Но деньги к ней не шли.
Да и где взять ткацкий станок на Манхэттене? Она не знала. За помощью пошла к соседу, который в океане чужого и враждебного мира был родным существом. Он разговаривал на понятном языке, кудри цвета поседевшей ночи прикрывал черной ермолкой из вытертого бархата, чтил субботы, а в пятничные вечера его одинокая тень раскачивалась на стене в такт пламени свечей, воткнутых в шестираменный подсвечник.
Печальный пророк наших каменных трущоб, окутанный дымом кипящих клеев и грунтовок, бродящий в облаках золотистых стружек, которые текли из-под рубанка.
Родной, потому что похожий на портных, сапожников, скорняков, которые сидели на рыночной площади родимого села, в войну стертого с лица земли.
Столяр.
Он остругал и просверлил деревянные рейки, сделал самый простенький ткацкий станок: раму. Мать знала такую раму с детства. В ее родных местах она была единственной игрушкой девочек, кроме собственноручно сшитой из тряпок куклы. Непреднамеренная дидактика: учить будущих ткачих.
– Да куда тебе платить, нечем же, – буркнул столяр, когда мать развязывала узелок с медяками. – Вот соткешь мне половик, у нас тоже такие делали.
Он был откуда-то из-под Гродно, приехал в Нью-Йорк после первой мировой войны, Тут провел всю жизнь. Похоронил жену. Вырастил единственного сына.
Моя мать нанизывала основу из толстых джутовых нитей (она выпрашивала в порту остатки старых канатов) и ночами плела тряпочные половики. Словно заклятье заставляло ее сидеть ночами над убогим станочком.
Так она защищалась. Иллюзия привычной и понятной жизни, дыхание леса, дикой речки в рамке камыша и дягиля, в объятиях черных ив, а не бетонных коллекторов. Там было другое время, другое пространство, другое солнце.

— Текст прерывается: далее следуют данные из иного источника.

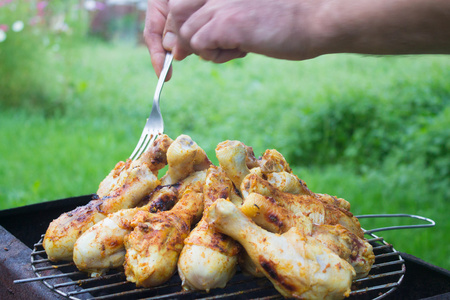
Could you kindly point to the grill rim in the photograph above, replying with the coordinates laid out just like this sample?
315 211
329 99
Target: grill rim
37 256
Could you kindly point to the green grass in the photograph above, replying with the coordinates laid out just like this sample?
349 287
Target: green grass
371 130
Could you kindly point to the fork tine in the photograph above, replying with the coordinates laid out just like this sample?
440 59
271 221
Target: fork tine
150 143
149 139
139 145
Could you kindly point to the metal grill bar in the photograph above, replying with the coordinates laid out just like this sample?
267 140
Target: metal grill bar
371 277
105 286
388 263
88 280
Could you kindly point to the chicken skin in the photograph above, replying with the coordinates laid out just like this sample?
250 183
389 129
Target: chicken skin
101 247
317 210
153 247
298 265
209 258
265 212
123 188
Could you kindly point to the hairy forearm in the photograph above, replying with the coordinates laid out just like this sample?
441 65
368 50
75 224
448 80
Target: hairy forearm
383 27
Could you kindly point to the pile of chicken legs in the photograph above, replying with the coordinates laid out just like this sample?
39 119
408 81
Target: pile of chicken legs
206 221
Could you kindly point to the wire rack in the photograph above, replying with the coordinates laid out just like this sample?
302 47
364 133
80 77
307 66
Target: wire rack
63 278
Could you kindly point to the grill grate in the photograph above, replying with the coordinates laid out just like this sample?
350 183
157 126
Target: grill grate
386 275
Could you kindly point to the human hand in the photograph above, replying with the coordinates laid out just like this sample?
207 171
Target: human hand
219 31
154 30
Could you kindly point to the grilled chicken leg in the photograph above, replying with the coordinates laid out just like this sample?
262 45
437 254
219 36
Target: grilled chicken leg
101 247
209 258
318 211
296 264
153 247
124 187
265 212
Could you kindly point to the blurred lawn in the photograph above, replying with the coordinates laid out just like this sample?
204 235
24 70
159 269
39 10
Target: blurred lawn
103 94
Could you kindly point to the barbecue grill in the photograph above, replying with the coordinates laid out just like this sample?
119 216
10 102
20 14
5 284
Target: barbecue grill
26 273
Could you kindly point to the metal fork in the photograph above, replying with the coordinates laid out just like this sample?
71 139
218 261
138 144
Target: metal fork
155 124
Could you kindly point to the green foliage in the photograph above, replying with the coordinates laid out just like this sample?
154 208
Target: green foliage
372 130
29 57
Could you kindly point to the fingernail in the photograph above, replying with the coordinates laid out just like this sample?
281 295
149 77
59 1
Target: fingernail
169 41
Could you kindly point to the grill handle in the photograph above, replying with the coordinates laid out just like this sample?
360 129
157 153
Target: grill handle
430 222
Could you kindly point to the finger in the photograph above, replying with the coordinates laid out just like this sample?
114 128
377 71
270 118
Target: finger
222 55
154 27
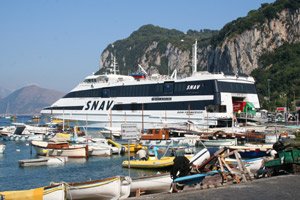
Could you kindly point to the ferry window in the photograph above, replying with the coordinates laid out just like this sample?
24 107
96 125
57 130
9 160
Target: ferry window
105 93
159 89
134 106
216 108
168 88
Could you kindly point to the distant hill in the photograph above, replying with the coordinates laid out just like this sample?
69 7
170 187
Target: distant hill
4 92
264 44
28 100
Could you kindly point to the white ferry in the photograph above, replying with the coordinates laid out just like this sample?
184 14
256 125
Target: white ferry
109 100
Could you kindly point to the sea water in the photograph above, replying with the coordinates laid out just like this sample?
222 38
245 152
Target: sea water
13 177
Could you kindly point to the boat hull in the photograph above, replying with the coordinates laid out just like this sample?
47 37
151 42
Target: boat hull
151 184
56 192
110 188
164 162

Выточенным из дерева толстым крючком (в ее краях его звали кулемой) она вязала половички, накидки, тряпичные паласы, обезумевшие от красок. Расцветали и опадали шерстяные цветы, пенились травы, вставали дремучие леса и паслись животные. Как в раю: дикие и домашние вместе.

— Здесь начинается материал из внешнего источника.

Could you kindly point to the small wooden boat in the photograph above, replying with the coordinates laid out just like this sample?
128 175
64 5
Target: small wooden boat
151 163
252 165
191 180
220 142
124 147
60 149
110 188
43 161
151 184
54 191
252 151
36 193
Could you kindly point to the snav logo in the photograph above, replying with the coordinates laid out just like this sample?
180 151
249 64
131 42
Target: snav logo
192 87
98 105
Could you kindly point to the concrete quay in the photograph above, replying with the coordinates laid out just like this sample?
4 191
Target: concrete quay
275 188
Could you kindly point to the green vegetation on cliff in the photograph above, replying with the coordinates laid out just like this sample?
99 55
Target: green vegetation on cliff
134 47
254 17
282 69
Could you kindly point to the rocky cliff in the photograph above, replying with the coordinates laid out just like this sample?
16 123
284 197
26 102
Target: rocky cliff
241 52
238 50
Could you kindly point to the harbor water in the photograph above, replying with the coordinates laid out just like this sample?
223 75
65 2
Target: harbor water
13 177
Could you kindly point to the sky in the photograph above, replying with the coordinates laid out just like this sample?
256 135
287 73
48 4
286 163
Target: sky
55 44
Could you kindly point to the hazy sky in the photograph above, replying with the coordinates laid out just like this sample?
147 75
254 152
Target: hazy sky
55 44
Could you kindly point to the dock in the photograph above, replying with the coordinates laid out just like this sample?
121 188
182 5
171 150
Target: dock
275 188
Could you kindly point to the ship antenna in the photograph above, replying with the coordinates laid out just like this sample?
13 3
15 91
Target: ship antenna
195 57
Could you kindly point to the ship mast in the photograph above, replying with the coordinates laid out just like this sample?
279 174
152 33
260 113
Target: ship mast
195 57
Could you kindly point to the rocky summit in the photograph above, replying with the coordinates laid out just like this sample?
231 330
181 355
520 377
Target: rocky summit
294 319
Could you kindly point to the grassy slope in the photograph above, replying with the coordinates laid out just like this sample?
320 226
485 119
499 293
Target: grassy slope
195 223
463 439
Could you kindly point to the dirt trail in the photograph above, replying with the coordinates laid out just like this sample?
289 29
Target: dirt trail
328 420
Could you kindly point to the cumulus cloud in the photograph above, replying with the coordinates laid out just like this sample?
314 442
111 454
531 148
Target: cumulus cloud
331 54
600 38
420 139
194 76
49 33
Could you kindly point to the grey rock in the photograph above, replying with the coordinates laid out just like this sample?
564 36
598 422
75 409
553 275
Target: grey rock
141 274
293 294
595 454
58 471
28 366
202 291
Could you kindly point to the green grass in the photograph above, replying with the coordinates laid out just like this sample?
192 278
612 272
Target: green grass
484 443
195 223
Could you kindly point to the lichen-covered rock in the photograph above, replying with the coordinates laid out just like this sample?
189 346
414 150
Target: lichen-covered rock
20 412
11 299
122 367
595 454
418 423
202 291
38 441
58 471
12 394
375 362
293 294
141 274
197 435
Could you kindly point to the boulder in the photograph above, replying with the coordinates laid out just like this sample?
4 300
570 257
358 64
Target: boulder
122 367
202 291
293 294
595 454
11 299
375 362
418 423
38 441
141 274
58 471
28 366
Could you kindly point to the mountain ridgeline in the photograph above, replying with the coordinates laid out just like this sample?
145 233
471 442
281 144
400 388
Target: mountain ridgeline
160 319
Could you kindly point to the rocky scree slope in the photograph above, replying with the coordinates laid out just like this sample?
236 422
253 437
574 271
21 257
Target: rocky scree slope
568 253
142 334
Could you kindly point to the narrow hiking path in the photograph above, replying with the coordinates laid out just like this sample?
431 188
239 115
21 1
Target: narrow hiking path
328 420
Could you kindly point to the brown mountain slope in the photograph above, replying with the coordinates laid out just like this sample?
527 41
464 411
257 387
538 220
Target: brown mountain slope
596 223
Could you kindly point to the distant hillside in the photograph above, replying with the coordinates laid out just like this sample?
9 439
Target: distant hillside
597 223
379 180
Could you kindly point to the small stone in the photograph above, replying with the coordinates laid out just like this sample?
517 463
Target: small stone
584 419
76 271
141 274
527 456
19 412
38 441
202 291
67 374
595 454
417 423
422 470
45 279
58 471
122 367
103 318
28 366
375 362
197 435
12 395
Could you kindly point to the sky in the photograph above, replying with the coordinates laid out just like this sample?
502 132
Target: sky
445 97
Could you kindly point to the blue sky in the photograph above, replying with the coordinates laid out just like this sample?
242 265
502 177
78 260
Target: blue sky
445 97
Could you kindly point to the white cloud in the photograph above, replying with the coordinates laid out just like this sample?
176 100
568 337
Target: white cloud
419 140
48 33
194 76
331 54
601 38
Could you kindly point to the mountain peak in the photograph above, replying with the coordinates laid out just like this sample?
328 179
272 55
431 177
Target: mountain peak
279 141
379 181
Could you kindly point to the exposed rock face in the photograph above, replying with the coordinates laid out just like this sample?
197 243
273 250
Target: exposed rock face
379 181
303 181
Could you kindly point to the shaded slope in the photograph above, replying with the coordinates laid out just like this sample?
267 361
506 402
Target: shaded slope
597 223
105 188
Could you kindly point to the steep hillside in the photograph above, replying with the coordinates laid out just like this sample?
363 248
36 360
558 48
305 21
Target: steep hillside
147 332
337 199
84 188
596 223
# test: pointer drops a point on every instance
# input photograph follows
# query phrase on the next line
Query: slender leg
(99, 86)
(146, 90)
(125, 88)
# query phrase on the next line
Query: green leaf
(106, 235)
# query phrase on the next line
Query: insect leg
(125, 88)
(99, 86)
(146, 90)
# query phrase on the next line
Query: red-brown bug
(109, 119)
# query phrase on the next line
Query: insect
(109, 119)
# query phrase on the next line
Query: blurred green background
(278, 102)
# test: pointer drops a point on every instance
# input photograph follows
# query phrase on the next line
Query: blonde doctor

Нет, великой ткачихой она не была. Мне, единственному ребенку, уцелевшему от резни, она пророчила славу, когда учила первым стежкам.

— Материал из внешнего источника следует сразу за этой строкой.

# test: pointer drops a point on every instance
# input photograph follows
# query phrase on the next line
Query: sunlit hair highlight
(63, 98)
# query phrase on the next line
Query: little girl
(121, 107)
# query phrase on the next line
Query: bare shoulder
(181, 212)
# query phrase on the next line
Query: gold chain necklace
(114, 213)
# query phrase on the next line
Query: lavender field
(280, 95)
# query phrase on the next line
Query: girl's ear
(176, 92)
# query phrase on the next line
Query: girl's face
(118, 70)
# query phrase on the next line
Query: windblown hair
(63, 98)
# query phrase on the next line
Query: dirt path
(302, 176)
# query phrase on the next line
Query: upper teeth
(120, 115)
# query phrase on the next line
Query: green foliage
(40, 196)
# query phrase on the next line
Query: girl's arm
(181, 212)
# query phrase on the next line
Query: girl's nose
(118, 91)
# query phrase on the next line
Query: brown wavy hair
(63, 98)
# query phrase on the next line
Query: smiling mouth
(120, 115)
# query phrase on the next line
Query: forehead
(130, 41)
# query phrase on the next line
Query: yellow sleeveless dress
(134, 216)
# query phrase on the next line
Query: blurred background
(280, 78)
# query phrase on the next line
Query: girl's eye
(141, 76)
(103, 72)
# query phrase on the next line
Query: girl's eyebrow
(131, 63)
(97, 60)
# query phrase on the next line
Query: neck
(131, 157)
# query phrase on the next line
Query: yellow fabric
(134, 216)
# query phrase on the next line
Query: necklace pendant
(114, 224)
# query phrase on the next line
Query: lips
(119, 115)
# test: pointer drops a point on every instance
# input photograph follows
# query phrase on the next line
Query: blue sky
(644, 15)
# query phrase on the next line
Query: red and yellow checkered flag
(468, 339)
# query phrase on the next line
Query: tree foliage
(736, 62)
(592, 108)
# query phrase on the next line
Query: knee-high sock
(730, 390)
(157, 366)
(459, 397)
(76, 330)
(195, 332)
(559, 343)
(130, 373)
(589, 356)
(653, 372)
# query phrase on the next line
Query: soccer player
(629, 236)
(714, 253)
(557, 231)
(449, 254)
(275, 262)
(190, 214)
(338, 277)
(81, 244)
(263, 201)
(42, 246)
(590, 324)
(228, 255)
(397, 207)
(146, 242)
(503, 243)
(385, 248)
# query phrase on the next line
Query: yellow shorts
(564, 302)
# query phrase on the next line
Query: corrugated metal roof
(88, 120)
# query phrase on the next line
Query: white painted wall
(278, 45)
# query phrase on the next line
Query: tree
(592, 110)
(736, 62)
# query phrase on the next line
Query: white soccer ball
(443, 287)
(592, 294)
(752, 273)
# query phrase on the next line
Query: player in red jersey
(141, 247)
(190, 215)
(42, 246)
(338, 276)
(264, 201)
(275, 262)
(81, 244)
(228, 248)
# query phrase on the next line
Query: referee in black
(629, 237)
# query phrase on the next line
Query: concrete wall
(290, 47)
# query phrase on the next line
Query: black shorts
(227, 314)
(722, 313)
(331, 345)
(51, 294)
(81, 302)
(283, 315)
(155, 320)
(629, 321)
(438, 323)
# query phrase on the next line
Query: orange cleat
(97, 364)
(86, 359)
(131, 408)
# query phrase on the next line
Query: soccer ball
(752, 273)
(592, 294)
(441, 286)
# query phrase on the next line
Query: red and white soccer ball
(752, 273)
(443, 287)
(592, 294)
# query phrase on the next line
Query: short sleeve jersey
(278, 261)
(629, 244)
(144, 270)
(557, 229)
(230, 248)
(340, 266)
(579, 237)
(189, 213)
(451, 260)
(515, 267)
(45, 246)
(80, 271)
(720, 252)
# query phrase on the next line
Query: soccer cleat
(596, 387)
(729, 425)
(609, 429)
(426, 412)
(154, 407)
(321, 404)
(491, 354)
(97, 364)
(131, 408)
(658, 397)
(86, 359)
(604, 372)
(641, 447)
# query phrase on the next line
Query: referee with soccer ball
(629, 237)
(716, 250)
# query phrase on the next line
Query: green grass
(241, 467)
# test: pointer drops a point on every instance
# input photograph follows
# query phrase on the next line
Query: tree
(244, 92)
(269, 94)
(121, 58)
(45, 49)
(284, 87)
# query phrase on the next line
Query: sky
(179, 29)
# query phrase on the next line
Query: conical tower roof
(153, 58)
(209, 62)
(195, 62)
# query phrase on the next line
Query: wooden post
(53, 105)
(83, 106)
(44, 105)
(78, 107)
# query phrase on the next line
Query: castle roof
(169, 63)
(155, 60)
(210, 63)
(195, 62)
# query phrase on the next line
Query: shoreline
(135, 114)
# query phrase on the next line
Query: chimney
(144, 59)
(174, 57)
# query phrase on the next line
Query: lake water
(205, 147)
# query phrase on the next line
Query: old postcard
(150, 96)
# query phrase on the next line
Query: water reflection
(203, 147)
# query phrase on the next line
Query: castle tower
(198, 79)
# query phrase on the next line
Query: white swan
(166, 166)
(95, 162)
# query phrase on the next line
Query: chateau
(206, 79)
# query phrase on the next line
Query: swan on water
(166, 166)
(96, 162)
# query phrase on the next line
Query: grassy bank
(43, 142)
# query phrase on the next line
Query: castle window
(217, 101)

– Может, ты, дочка, получила этот дар, потому как ровница тебя прилюбила, к тебе так и льнет…
Сейчас, в Музее современного искусства, я стояла как бы и от ее имени: в брошюре упомянули и мать, мою первую учительницу. Поздно пришла эта слава, мать уже разучилась радоваться, печалиться, переживать.
Моя мать…
Деревенщина-изгой, с лицом потрескавшейся камеи, с разбитой душой, искалеченная войной и двенадцатью годами в Нью-Йорке. Задавленная миром, который никогда не понимала и где потеряла инстинкт. Наивная и хитрая, великодушная и мелочная, щедрая и алчная.